On October 25–27, 2017 three WJC YC representatives: Dr. Mordechay Yushkovsky (its academic director), Dr. Natalia Ryndiuk (Yiddish teacher at the interdisciplinary certification program in Jewish studies at the National University "Kiev-Mohyla Academy", scientific officer at the Center for Study of History and Culture of East European Jewry), and Tetyana Batanova (teacher of Yiddish at academic Jewish studies programs at the National University of "Kiev-Mohyla Academy" and junior scientific officer at Judaica department of V. Vernadsky National Library of Ukraine), provided 8 lectures at the international educational seminar "Pearls of Yiddish Culture" in Kiev.

The seminar was organized by the International Yiddish Center of the World Jewish Congress with assistance of Jewish local civil organization Jewish Fund of Ukraine in order to provide journalists of Jewish and non-Jewish mass media with Jewish historical and Yiddish cultural and linguistic knowledge. This seminar was dedicated in memoriam to Arkadiy Monastyrsky, the director of the Jewish Fund of Ukraine, who recently passed away.

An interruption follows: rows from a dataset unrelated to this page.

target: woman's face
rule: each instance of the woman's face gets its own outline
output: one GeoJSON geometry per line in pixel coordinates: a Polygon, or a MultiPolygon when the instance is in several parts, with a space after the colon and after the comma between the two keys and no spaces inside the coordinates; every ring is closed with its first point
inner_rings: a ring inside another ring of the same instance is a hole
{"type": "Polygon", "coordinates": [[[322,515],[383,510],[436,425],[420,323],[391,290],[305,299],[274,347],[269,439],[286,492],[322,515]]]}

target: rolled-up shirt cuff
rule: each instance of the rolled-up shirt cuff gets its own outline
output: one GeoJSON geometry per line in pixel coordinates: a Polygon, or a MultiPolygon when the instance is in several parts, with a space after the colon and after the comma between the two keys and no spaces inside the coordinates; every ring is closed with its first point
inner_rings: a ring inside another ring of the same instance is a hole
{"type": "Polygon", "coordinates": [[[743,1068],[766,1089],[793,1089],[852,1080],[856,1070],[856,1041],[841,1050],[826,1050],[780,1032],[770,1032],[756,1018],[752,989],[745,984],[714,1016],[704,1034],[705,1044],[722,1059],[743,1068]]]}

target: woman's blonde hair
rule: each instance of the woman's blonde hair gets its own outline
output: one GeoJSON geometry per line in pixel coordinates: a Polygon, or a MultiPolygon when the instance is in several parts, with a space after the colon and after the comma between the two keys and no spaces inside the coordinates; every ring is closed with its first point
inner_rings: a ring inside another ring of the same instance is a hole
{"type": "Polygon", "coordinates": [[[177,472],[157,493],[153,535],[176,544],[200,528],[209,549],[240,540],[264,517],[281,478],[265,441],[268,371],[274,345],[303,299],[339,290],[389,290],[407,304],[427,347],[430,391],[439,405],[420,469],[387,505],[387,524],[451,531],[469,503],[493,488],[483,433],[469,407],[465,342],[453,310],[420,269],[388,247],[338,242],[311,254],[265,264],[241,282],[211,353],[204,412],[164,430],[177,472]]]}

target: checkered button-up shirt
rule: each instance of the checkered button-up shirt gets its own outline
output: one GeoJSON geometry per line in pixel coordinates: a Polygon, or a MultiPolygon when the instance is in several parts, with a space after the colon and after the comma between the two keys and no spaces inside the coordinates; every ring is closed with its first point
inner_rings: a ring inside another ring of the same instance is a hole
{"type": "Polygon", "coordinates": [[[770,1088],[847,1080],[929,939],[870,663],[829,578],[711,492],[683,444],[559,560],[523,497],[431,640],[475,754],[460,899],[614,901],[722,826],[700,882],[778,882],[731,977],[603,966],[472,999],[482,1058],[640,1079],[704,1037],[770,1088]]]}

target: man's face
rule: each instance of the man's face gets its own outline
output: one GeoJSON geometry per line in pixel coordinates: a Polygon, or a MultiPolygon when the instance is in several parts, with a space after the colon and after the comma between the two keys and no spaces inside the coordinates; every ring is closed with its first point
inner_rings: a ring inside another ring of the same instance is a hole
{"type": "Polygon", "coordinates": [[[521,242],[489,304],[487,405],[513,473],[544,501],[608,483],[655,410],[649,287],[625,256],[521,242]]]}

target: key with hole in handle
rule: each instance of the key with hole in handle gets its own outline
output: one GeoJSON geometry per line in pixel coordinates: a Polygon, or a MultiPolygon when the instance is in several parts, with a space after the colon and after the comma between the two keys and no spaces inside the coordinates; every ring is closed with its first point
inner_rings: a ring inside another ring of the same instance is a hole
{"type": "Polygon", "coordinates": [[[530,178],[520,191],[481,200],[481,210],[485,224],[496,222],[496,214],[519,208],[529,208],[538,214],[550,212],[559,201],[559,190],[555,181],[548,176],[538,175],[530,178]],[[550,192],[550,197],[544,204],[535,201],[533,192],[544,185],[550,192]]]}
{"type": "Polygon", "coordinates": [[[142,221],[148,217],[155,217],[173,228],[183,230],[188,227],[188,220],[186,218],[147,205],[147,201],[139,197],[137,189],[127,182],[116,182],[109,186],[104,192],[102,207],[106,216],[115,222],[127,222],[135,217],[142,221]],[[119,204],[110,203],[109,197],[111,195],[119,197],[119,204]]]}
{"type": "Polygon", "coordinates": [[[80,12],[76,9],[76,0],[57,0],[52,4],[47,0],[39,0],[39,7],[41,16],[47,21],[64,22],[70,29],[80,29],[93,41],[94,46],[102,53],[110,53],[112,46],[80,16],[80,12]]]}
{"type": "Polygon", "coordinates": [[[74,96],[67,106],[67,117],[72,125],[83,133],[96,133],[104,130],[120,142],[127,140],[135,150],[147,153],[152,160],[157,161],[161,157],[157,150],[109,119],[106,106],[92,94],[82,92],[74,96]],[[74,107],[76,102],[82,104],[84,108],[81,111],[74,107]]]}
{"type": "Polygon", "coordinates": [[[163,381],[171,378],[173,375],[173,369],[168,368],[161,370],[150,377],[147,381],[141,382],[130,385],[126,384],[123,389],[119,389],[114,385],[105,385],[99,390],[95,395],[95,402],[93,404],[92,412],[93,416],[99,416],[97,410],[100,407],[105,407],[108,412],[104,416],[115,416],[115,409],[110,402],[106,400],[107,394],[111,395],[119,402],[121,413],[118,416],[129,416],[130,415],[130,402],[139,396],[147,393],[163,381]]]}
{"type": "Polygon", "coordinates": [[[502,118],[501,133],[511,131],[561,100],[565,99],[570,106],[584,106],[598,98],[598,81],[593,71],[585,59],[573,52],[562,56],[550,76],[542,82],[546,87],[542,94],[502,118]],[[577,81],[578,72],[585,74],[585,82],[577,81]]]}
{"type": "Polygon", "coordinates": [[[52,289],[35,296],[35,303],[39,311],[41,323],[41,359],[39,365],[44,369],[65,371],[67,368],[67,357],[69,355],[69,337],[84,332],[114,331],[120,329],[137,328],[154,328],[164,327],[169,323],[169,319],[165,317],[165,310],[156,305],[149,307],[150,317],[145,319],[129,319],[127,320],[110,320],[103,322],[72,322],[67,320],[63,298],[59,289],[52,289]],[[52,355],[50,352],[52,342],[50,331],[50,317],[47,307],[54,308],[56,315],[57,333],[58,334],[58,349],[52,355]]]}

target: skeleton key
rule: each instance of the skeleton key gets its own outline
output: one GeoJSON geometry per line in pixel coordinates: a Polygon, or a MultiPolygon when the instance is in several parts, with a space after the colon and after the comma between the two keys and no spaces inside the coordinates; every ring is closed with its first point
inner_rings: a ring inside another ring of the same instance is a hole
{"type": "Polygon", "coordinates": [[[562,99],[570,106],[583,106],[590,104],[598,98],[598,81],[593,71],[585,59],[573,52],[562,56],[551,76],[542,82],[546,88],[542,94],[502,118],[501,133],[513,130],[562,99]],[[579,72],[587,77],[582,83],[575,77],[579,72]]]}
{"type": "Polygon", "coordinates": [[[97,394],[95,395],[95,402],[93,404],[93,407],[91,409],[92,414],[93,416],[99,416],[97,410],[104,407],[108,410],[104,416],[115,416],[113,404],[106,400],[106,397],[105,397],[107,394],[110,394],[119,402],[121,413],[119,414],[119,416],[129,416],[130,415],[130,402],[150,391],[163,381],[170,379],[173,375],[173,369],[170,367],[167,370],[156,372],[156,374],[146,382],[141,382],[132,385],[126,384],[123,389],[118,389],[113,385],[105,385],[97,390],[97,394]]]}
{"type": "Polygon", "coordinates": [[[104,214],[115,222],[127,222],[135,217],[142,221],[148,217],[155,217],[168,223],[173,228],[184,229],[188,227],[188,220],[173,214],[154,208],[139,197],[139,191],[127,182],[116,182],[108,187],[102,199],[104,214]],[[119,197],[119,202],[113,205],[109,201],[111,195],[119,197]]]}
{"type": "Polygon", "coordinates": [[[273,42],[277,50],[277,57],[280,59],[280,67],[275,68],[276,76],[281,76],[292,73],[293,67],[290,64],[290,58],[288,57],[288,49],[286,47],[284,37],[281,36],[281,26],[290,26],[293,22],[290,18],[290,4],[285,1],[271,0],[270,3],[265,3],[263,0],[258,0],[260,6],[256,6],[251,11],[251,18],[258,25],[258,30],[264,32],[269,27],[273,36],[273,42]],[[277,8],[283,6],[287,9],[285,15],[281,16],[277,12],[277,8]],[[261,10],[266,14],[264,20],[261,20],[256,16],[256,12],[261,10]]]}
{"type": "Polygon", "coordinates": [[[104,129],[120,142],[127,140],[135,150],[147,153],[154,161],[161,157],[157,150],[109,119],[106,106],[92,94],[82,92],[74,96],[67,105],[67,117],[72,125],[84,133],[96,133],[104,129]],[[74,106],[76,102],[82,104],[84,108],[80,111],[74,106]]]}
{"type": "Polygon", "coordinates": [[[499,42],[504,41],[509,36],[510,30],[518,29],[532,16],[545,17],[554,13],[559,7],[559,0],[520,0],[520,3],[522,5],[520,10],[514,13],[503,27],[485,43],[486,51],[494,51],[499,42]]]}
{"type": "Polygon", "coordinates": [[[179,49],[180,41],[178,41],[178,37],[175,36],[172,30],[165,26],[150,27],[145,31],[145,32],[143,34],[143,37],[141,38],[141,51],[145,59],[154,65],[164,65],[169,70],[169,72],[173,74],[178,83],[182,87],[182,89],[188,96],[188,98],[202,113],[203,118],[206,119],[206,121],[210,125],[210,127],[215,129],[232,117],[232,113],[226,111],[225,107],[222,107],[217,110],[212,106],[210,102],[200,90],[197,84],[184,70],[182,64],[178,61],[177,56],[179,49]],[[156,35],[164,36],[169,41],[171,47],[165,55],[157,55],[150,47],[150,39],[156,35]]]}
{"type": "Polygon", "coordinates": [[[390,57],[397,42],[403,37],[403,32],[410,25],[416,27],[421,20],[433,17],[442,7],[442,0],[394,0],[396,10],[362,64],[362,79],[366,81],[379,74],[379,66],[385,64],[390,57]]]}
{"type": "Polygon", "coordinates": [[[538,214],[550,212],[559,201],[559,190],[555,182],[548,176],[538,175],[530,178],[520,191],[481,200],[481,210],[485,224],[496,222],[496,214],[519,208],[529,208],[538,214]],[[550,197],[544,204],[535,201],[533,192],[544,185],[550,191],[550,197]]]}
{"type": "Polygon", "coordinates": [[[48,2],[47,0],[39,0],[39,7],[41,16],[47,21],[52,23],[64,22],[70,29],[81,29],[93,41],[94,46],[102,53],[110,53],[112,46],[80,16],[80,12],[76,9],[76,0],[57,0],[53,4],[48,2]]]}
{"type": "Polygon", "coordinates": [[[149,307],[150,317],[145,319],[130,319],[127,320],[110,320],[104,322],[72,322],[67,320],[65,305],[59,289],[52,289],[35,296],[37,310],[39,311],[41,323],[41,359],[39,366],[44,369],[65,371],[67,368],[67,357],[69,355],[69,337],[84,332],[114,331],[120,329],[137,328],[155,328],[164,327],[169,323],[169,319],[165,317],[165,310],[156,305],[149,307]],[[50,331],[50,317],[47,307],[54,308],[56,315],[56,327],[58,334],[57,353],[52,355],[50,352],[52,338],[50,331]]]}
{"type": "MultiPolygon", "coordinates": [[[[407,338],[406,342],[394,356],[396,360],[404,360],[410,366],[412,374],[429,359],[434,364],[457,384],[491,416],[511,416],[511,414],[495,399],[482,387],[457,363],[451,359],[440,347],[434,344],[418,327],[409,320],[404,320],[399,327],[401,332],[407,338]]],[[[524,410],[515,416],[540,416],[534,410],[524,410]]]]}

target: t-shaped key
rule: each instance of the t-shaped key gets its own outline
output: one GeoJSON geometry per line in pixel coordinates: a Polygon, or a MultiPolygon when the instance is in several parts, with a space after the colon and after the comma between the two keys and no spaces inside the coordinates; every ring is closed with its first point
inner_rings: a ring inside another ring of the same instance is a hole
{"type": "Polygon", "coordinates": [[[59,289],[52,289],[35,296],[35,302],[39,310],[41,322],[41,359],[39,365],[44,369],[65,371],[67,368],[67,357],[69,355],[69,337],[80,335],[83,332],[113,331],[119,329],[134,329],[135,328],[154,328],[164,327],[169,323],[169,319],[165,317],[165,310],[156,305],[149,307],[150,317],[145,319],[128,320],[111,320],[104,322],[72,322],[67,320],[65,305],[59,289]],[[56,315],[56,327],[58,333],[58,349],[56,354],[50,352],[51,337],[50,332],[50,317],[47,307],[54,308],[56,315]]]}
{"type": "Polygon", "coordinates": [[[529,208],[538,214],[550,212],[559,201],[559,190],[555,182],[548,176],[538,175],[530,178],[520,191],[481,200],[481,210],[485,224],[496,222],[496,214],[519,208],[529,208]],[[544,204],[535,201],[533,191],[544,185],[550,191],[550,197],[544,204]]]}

About 20 representatives of various regions of Ukraine attended lectures in order to perfect their knowledge in Yiddish language and culture.

Nataliia Ryndiuk's two lectures dealt with the following topics: "We will build our new world…" ‒ Yiddish in the USSR; "Amol iz geven… (Once upon a time): From the history of collecting Jewish antiquities".

Tetyana Batanova gave three lectures: "Useful contemporary means to study Yiddish, helpful Yiddish web resources and encyclopaedias", "Geography of Yiddishland: Shtetl in history and Yiddish literature", and "History and current state of the Yiddish press".

Dr. Yushkovsky also provided three lectures, as follows: "Yiddish civilization: past and present", "Yiddish culture on the map of Ukraine", and "Chapters from the history of Yiddish literature created in Ukraine".

All the lectures have been accepted with major interest. They included notes to linguistic and cultural history of Yiddish and Jews in Central-Eastern Europe, especially in Ukraine, the most interesting old photos from ethnographic expeditions and Jewish postcards, materials from the Soviet journal for young Jewish pioneers "Freyd" ("Joy"), samples of the Soviet Jewish folklore and poems, photos of historical documents, etc.